My introduction into basic woodworking over 60 years ago was old school. You were to learn hand-tools first then move to power tools. At the time I didn't really appreciate it but I do today.


----------



## kizerpea (Dec 2, 2011)

I have 3.. Two I roll out when I need them. Two shapers to.. 1 for styles and one for rails .


----------



## Robinson (Jan 11, 2011)

Here is a big table (4' x 6') for a bench saw I made years ago. Back then I was using it as a primary saw and my 510 Shopsmith as its mate saw. I also added a Craftsman RAS about then. I used to say that you needed at least 1 tablesaw, at least 1 RAS and at least one Shopsmith.
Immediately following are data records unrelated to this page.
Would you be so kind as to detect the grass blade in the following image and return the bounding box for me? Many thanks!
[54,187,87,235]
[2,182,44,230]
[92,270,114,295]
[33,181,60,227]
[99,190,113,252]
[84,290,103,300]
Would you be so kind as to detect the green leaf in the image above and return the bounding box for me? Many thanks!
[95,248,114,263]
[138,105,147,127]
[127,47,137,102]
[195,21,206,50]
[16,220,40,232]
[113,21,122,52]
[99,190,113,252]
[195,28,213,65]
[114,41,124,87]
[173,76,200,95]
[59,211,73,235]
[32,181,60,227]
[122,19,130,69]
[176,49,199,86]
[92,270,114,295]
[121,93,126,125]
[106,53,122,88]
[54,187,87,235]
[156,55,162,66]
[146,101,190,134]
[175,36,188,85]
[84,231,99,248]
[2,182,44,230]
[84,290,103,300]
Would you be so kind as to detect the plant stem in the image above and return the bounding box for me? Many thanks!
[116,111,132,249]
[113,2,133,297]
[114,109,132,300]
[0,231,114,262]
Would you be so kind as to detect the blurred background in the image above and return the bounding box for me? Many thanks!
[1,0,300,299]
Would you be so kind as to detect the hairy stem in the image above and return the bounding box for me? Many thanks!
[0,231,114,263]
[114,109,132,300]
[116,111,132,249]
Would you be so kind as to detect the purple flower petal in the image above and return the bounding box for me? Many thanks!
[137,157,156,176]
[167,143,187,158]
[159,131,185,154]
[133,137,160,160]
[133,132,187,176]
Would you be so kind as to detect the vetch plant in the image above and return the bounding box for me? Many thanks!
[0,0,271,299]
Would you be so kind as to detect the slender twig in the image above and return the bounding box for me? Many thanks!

I still feel that way if you have the space.


----------



## fartymarty (Apr 30, 2017)

I plan on getting a Incra TS fence. The smallest one available will consume a lot more room than my current Sears TS uses and that's OK, as I've recently freed up some room. However In order to maximize things in the space required just for the Incra TS fence (72" rails) I plan on having a left side router table and a second Sears table saw just for dado work on the right side of my current saw (which will be for ripping and cross cutting). I haven't the room for back to back anything, so no need to recommend that to me. I'll be using an attached fold up out feed table when required. Both saws are left tilting but the blade angle adjustment handles are on opposite sides of the housing (not that I'd probably ever angle the dado blade) so I was thinking of just bolting the two tables together without a spacer (except if some slight shimming was required to get the miter slots parallel). The lower parts of the housings will be 4 3/4" apart if I bolt the cast iron table tops to each other.
I've noticed that those that do put two saws side by side usually put an extension wing in between them. I'm wanting to know if there is an advantage to that…or was it just to allow better access to an adjustment wheel located between the saws?

I'm not that experienced with a table saw yet but I have used it safely so far and still have all my fingers and haven't had any kickback yet. What I'm trying to say here (rather poorly) is that I'm not a beginner, but it's entirely possible that I'm overlooking something that many here will think of right away that is wrong or not optimal with how I propose to put these two saws together.

Thanks for your input in advance.
fm


----------



## rwe2156 (May 7, 2014)

Father and son LOL


----------